Dasar pertimbangannya pun sungguh masuk akal, yakni supaya BUMN bisa berkembang cepat untuk melakukan berbagai program-program pembangunan infrastruktur dan lain-lain. Selama ini tidak semua BUMN mendapatkan keuntungan dalam pengelolaan bisnisnya. Presiden Jokowi berpendapat bahwa jauh lebih efisien kalau dividen itu tetap di BUMN sehingga BUMN bisa melakukan investasi dan ekspansi yang banyak di sektor infrastruktur yang padat modal sekaligus padat karya. Tentu ada konsekuensi langsung jika pemerintah melalui Kementerian BUMN berketetapan menurunkan besaran porsi dividen BUMN. Di sinilah Ditjen Pajak harus berpikir keras untuk mengupayakan penerimaan negara ketika setiran dividen BUMN dipangkas.

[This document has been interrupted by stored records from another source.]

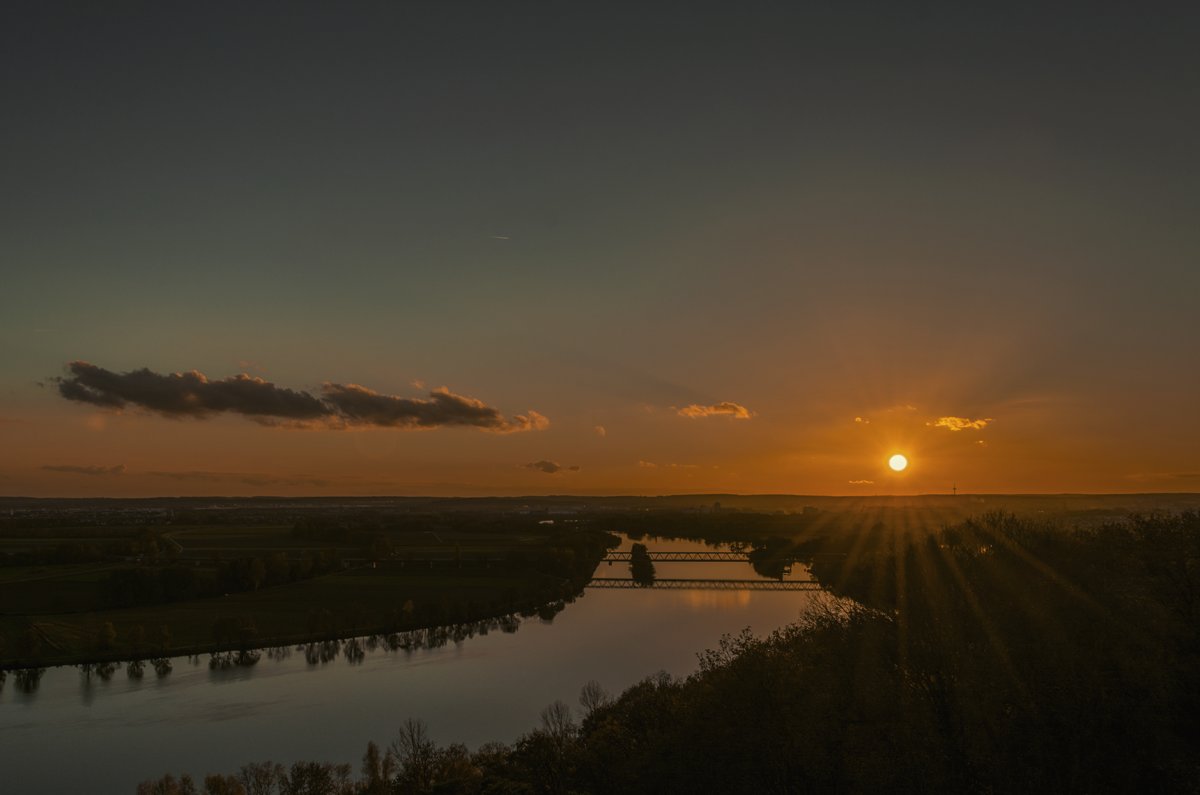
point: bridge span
(706, 585)
(681, 557)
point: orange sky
(762, 252)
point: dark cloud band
(192, 394)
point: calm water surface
(83, 734)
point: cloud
(550, 467)
(192, 394)
(361, 406)
(960, 423)
(725, 408)
(1164, 477)
(84, 470)
(247, 478)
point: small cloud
(550, 467)
(1165, 477)
(960, 423)
(725, 408)
(246, 478)
(193, 395)
(84, 470)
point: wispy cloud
(960, 423)
(69, 468)
(192, 394)
(725, 408)
(550, 467)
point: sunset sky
(468, 249)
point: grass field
(52, 614)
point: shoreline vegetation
(147, 593)
(997, 653)
(961, 649)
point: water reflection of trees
(354, 650)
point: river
(77, 733)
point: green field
(376, 580)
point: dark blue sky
(607, 213)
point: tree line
(995, 655)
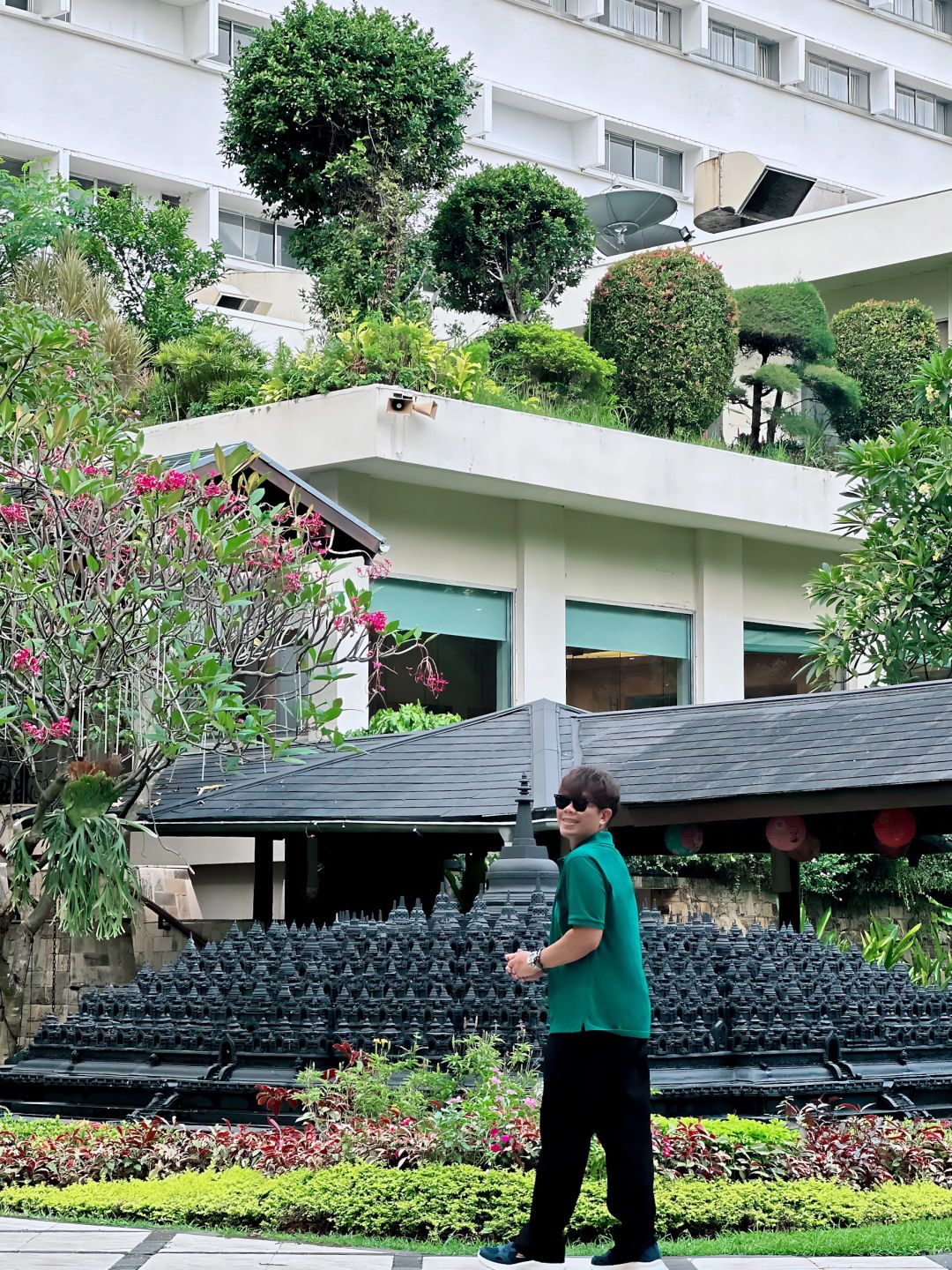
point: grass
(612, 417)
(902, 1238)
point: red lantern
(807, 850)
(894, 831)
(683, 840)
(786, 832)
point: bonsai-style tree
(668, 322)
(888, 608)
(786, 325)
(144, 612)
(33, 213)
(880, 343)
(346, 120)
(509, 240)
(149, 258)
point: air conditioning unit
(736, 190)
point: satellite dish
(628, 220)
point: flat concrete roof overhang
(507, 453)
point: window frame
(660, 153)
(853, 75)
(227, 26)
(660, 9)
(276, 239)
(941, 109)
(764, 49)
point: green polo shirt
(607, 990)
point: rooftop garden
(439, 279)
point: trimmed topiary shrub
(539, 355)
(669, 323)
(880, 343)
(509, 240)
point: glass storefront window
(773, 661)
(626, 658)
(469, 634)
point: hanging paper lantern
(683, 840)
(786, 832)
(807, 850)
(894, 831)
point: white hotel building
(551, 559)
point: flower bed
(479, 1110)
(460, 1200)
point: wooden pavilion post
(785, 882)
(263, 894)
(296, 878)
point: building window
(95, 185)
(469, 634)
(25, 6)
(838, 83)
(645, 18)
(233, 37)
(626, 658)
(775, 661)
(643, 161)
(928, 13)
(249, 238)
(746, 51)
(925, 109)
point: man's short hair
(593, 782)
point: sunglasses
(579, 802)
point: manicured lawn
(903, 1238)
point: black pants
(594, 1084)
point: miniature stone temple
(741, 1021)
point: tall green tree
(888, 606)
(787, 326)
(509, 240)
(144, 611)
(669, 324)
(150, 259)
(881, 343)
(33, 213)
(346, 120)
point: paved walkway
(32, 1244)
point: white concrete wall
(127, 95)
(554, 511)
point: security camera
(398, 403)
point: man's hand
(517, 967)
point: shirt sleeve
(587, 893)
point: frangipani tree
(144, 609)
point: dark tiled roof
(470, 771)
(810, 743)
(819, 743)
(334, 514)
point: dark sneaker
(508, 1255)
(620, 1260)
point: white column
(539, 603)
(718, 626)
(201, 23)
(695, 28)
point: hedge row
(460, 1200)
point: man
(596, 1062)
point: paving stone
(753, 1263)
(874, 1263)
(65, 1261)
(109, 1240)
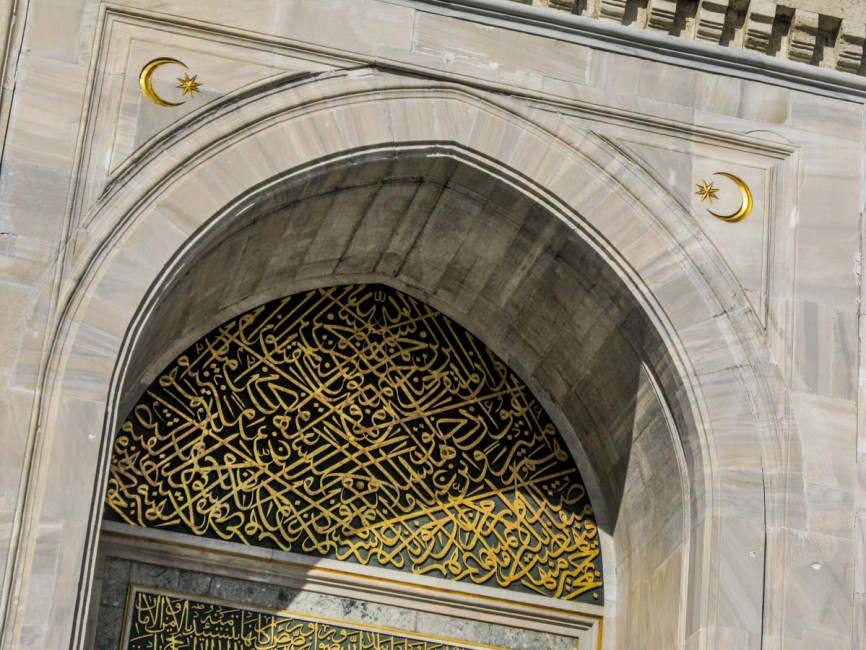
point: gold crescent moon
(746, 205)
(145, 80)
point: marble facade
(528, 173)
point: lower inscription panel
(159, 620)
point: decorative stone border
(759, 25)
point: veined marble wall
(741, 340)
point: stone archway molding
(203, 171)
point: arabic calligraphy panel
(177, 622)
(360, 424)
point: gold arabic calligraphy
(173, 622)
(358, 423)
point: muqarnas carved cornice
(768, 27)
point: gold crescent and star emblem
(188, 84)
(708, 191)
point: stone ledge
(769, 27)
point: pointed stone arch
(262, 150)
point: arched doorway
(596, 261)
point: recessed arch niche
(496, 260)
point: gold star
(707, 192)
(188, 86)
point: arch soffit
(158, 209)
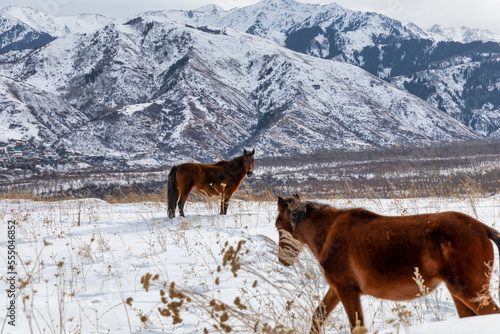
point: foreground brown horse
(220, 179)
(363, 253)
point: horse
(222, 179)
(363, 253)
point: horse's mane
(225, 162)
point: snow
(131, 109)
(82, 259)
(55, 26)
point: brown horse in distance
(363, 253)
(220, 179)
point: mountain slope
(383, 46)
(28, 112)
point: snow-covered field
(82, 267)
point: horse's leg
(462, 309)
(224, 202)
(182, 200)
(350, 298)
(323, 311)
(472, 291)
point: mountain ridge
(179, 90)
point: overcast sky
(472, 13)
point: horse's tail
(494, 236)
(172, 191)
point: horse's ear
(281, 204)
(309, 208)
(299, 214)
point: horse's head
(248, 158)
(291, 212)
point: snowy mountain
(462, 34)
(383, 46)
(54, 26)
(333, 28)
(174, 90)
(26, 28)
(31, 113)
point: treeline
(446, 169)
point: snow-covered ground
(81, 265)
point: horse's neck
(237, 167)
(315, 231)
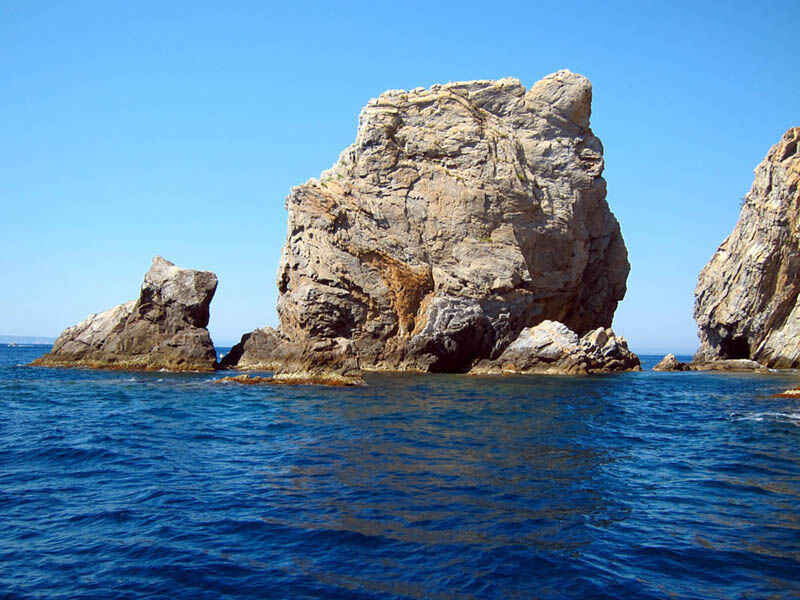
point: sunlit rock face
(746, 301)
(164, 329)
(462, 214)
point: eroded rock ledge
(164, 329)
(462, 215)
(671, 363)
(551, 348)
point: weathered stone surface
(259, 350)
(730, 364)
(329, 361)
(334, 381)
(462, 214)
(552, 348)
(746, 301)
(164, 329)
(671, 363)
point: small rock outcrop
(461, 215)
(331, 361)
(670, 363)
(747, 303)
(164, 329)
(552, 348)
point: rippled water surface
(642, 485)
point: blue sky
(178, 128)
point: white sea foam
(772, 415)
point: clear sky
(132, 129)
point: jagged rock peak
(164, 329)
(462, 214)
(746, 300)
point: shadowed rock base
(551, 348)
(333, 380)
(747, 301)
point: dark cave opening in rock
(736, 347)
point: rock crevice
(461, 215)
(746, 300)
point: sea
(161, 485)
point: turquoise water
(157, 485)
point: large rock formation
(553, 349)
(461, 215)
(746, 301)
(164, 329)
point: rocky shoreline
(466, 231)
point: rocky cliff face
(164, 329)
(746, 301)
(551, 348)
(462, 214)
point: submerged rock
(333, 381)
(461, 215)
(552, 348)
(164, 329)
(746, 301)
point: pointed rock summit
(164, 329)
(461, 215)
(747, 303)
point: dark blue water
(642, 485)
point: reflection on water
(644, 485)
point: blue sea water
(157, 485)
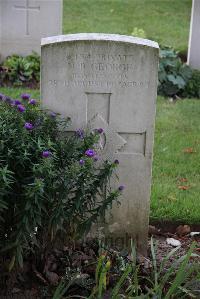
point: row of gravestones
(24, 22)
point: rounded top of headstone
(98, 37)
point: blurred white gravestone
(194, 39)
(24, 22)
(110, 82)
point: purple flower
(21, 108)
(1, 97)
(121, 188)
(46, 154)
(17, 102)
(53, 114)
(25, 96)
(28, 126)
(90, 153)
(81, 162)
(100, 130)
(33, 102)
(80, 133)
(12, 103)
(8, 100)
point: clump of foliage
(50, 184)
(118, 277)
(19, 71)
(175, 77)
(192, 88)
(173, 74)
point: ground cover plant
(50, 183)
(166, 22)
(20, 71)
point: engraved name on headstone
(109, 81)
(24, 22)
(194, 39)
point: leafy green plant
(164, 281)
(51, 185)
(158, 283)
(19, 70)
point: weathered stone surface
(24, 22)
(194, 40)
(109, 81)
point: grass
(177, 129)
(165, 21)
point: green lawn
(177, 128)
(165, 21)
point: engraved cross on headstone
(27, 8)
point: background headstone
(194, 39)
(24, 22)
(109, 81)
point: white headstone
(194, 39)
(109, 81)
(24, 22)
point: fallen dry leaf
(189, 150)
(183, 187)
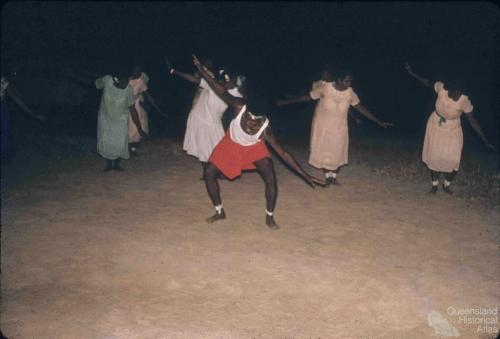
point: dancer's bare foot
(217, 216)
(433, 190)
(447, 189)
(271, 223)
(335, 182)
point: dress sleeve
(130, 96)
(354, 99)
(467, 105)
(316, 91)
(438, 86)
(101, 82)
(204, 84)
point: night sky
(279, 46)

Salah satu cara untuk meng antisipasi pengurangan setoran dividen BUMN ialah melalui peningkatan penerimaan pajak, baik melalui ekstensifikasi maupun intensifikasi wajib pajak dan objek pajaknya. Pemerintah juga tidak perlu berkecil hati bahwa setoran pajak tidak bakal tumbuh. Dengan realokasi pemanfaatan dividen untuk mendukung kegiatan ekspansi perseroan, maka berkurangnya kontribusi dividen BUMN bakal `dikompensasi' penerimaan pajak yang lebih besar.

Pada 2015 pemerintah menargetkan penerimaan negara Rp1.793,6 triliun dengan sumber terbesar dari pajak yang mencapai Rp1.201,7 triliun. Kemudian, kepabeanan dan cukai serta hibah yang masingmasing Rp178,3 triliun dan Rp3,3 triliun, sedangkan PNPB berperan cukup signifikan, yaitu Rp410 triliun.
Jangan sampai karena devidend payout ratio diturunkan, pengurus BUMN bekerja layaknya business as usual. Seolah tidak ada target keuangan yang hendak dicapai. Pasalnya, BUMN sebagai agent of profit dan juga agent of development harus memberikan value yang maksimal bagi seluruh stakeholder-nya. Oleh karena itu, tolok ukur kinerja BUMN tak lagi hanya bertumpu pada aspek kinerja keuangan, tetapi juga seberapa besar BUMN telah mendorong perkembangan usaha mikro, kecil, dan menengah (UMKM), seberapa banyak BUMN mendampingi dan mengembangkan UMKM binaannya.